Proposition 101 is a statutory provision that would cut several state and local government revenue sources, including car registration, license fees, the income tax rate and phone bill taxes. This measure would reduce income tax to 3.5 percent, car registration fees to $2 for new cars and $1 for used cars – a 98 percent cut from 2009 levels. In summary, when fully implemented, Proposition 101 would cause our state and local governments to lose more than $2 billion per year in the revenues that support key public services such as education and medical services.

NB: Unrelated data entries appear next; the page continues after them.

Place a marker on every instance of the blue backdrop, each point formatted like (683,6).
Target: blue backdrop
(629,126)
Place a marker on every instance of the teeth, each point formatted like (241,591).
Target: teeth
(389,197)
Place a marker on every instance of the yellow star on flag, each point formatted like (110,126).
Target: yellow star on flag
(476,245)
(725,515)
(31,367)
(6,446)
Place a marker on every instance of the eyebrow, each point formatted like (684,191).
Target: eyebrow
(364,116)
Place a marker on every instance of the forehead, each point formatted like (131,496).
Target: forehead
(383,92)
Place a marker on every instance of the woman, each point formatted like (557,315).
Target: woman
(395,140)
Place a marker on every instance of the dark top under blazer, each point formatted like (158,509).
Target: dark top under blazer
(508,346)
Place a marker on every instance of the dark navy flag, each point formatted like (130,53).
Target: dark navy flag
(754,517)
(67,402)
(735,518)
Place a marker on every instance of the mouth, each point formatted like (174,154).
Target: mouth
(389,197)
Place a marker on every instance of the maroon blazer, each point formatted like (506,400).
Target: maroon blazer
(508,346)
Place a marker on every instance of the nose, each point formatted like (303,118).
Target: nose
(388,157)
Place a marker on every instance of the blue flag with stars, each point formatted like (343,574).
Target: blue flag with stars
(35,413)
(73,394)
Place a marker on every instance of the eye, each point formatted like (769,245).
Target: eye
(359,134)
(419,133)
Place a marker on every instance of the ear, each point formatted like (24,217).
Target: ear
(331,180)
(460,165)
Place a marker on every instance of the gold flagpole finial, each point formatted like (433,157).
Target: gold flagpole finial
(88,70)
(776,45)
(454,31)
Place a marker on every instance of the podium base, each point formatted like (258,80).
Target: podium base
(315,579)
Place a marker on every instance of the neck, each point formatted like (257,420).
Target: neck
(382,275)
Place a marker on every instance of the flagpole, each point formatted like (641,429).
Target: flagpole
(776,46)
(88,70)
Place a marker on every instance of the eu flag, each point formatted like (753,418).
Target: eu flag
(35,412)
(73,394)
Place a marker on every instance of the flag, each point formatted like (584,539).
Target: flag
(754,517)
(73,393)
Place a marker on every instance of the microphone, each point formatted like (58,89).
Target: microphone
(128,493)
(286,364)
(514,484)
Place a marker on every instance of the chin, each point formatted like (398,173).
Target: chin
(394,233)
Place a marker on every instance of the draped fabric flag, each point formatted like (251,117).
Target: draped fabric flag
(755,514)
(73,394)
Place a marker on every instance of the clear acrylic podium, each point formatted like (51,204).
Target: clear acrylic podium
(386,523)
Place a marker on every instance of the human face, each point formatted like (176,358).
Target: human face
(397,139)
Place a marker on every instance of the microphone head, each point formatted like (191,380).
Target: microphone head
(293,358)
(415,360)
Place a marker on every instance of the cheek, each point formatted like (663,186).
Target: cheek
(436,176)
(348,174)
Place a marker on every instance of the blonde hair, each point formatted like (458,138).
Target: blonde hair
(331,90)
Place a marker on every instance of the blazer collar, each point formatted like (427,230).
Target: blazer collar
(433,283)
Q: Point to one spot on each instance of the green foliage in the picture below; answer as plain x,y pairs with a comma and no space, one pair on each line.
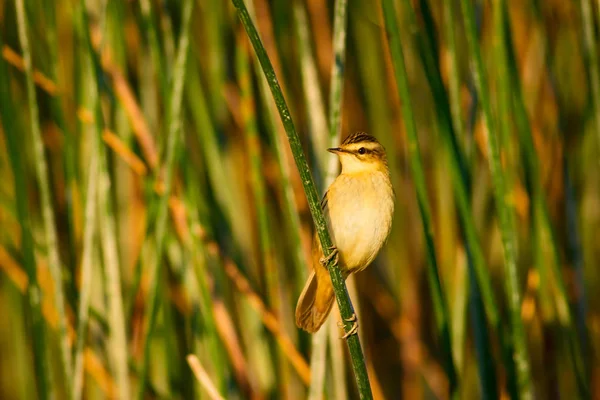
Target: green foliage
156,205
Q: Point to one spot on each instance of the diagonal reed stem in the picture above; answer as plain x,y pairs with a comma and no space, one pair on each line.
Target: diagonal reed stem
174,126
503,203
440,305
41,169
15,153
344,303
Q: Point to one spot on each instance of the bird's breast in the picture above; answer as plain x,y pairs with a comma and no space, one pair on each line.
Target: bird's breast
359,212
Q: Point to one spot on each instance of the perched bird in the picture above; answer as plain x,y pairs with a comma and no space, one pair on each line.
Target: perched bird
358,207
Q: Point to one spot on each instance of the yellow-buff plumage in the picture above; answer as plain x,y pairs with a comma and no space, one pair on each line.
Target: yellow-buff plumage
358,207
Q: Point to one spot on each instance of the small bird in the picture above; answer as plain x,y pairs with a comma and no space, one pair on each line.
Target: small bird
358,207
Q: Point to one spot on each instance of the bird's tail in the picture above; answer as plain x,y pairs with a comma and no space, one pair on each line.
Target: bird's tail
315,301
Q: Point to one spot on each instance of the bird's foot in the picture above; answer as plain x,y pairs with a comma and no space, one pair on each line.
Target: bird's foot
352,330
333,255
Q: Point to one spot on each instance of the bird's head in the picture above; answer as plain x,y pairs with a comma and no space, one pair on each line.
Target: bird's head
361,152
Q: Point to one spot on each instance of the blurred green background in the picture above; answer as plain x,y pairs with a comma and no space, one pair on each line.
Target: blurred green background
150,207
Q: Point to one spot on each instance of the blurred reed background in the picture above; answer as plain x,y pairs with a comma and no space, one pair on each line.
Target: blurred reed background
150,208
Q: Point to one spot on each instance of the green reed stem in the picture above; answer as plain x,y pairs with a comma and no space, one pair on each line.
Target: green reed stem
315,109
503,202
336,92
462,188
270,268
440,305
41,169
116,317
15,155
91,207
462,277
542,213
591,55
344,303
174,126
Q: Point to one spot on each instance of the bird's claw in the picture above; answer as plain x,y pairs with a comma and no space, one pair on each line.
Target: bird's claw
333,255
352,330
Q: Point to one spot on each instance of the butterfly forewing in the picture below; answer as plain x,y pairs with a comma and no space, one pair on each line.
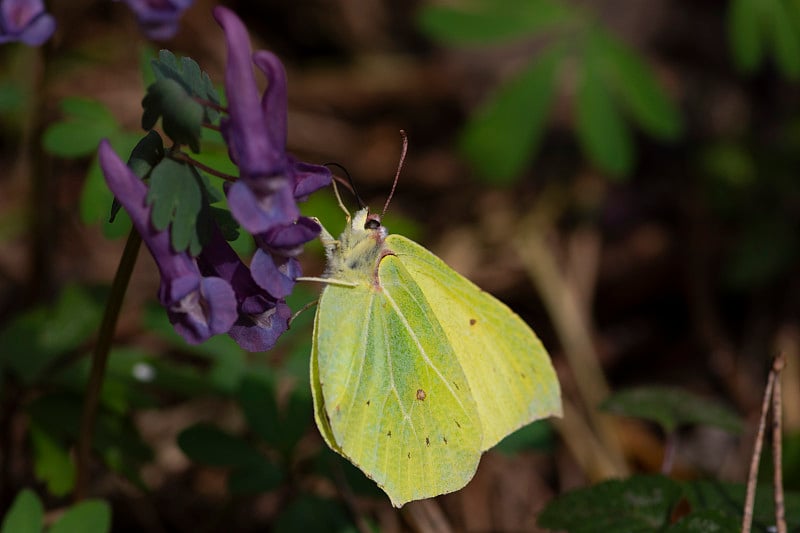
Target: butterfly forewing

According to those who are voting “No” on the terrible trio, Amendments 60 and 61 and Proposition 101 will push Colorado into a voter-approved recession.



These measures will build up and grow annually an unprecedented $4.2 billion state and local deficit, with no plan for how the deficit will be reduced or eventually eliminated.

60, 61 and 101 cut our income tax by a quarter and cut school taxes in half. They eliminate car license plate taxes that fund highways and bridges and the tax that builds the telephone and Internet backbone to rural Colorado.

The measures eliminate any practical means for constructing the most basic public infrastructure projects in the future – airports, dams, highways, gas and electric utilities, hospitals, prisons, public schools, college buildings or sanitation and flood control projects – investments our economy is dependent upon.



If 60, 61 and 101 pass, it could cost Colorado more than 73,000 jobs lost, a majority being private sector jobs in transportation, health care and construction. This is in addition to the 110,000 jobs already lost in Colorado due to the recession.

They cut school funding in half, forcing the termination of 8,000 classroom teachers statewide, pushing students into classrooms that are already overwhelmed in class size, with the severest impact at the K-3 grade levels.

The measures inundate Colorado’s small businesses and rural businesses with runaway fee increases and licensure to bridge the gap of the $4.2 billion deficit.

The measures punish homeowners by requiring payment in advance on the state’s largest infrastructure needs. Taxpayers in a single year would be required to pay the entire cost of a road or dam that will be around for decades while future users of these benefits pay nothing.

These initiatives would result in even deeper cuts to public services provided to you, Eagle County community members.

Get the facts before you vote. Please join us for an informational breakfast meeting with Rick Reiter, campaign manager for Don’t Hurt Colorado, on Monday from 8:30 to 11 a.m. at the Eagle-Vail Pavilion. Breakfast will begin at 8:30 a.m., followed by a presentation from Reiter and a question-and-answer session.

We will also meet on Thursday at 5 p.m. at the Avon Public Library to distribute informational materials and yard signs, as well as answer any questions community members may have. Both events are free and open to the public.

Please join us for one of these important informational meetings. Educate yourselves and educate the community. Our future depends on it.